American women are still getting too many mammograms. Despite recommendations from the US Preventive Services Task Force and the American Cancer Society against routine screening for breast cancer before age 50, the rates of mammogram screening have not changed significantly in the past ten years.
In a recent JAMA Clinical Update, Dr. Nancy Keating and Dr. Lydia Pace from the Brigham and Women’s Hospital in Boston suggest that a key barrier to reducing unnecessary mammograms is the lack of real shared decision making.

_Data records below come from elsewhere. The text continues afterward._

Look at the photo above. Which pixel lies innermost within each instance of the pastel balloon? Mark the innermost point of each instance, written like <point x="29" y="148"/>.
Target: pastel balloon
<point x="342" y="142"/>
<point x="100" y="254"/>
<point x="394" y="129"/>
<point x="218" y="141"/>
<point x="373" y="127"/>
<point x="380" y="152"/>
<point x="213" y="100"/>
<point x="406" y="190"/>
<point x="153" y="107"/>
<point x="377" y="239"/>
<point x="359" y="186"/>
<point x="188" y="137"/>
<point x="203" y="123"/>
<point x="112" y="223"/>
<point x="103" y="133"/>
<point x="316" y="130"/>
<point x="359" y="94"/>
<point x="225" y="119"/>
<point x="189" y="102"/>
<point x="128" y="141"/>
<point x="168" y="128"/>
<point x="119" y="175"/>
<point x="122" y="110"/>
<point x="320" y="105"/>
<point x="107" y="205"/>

For a woman in her 40s, mammograms have a much greater possibility of harm than they do benefit; for every 10,000 women in their 40s who are screened, three fewer will die of breast cancer in ten years, but 6,130 will have a false positive test, 700 will receive an unnecessary biopsy, and there will be no reduction in all-cause mortality. However, the benefit of potentially not dying from breast cancer, however small, is worth the greater risk of stress from a false positive or pain of a biopsy for some women. That’s why the USPSTF and ACS recommend that the decision about whether or not to have a mammogram should be based on a woman’s specific preferences and values, as well as their individual risk factors.
However, engaging in conversations with patients about the risks and benefits of mammograms is easier said than done. Messaging that touts the benefits of mammograms is ubiquitous, while information on the potential harms is scarce. The American College of Radiology sponsors a website called “Mammography Saves Lives.” Some hospitals encourage women age 40 and above to schedule an annual mammogram because “it might save your life.”
When the UK National Health Service had a computer glitch that failed to remind 450,000 older women to get a mammogram, newspapers reported that “270 women may have died” because they missed their screening. As Kevin Lomangino writes in Health News Review, these scary headlines miss the fact that breast cancer screening does not save lives when you look at all-cause mortality, rather than just deaths from breast cancer. This could be because harms from aggressive treatments after screening cancel out the benefits of fewer cancer deaths. The news coverage of the NHS story also missed opportunities to talk about the potential harms of overdiagnosis and overtreatment from mammograms.
“The point is not that mammograms are useless and should be avoided — it’s that the benefits are probably smaller than most women have been led to believe,” writes Lomangino. “News coverage of mammograms doesn’t help when it reinforces misconceptions about the effectiveness of screening and doesn’t address the harms.”
With plenty of misinformation about mammograms and limited time at the doctor’s office, how can clinicians facilitate informed, shared decision-making conversations? Decision aids like infographics and theaters have been helpful in making the risks and benefits of mammograms more clear.
Lown 2018 speaker and family medicine physician Dr. Ronald Adler recently published a series of decision aids designed to engage patients in discussions about cancer screening. Cancer Screening Decision: A Patient-Centered Approach uses a visual, step-by-step approach for making decisions around breast cancer screening, as well as several other common cancers.
At the same time, we also have to get better at talking about what the harms of overdiagnosis and overtreatment really mean for patients. Patients may know that they have a certain chance of getting a biopsy or false positive from a mammogram, but unless they know someone who has experienced it, they might not know what these procedures actually feel like, physically and mentally. Just as we have many stories of breast cancer survivors who can speak to that lived experience, we need to engage with more people who have experienced overdiagnosis and can talk about what it feels like.
We’re going to need a multi-pronged approach, engaging clinicians, patients, and the media, to reduce unnecessary breast cancer screening.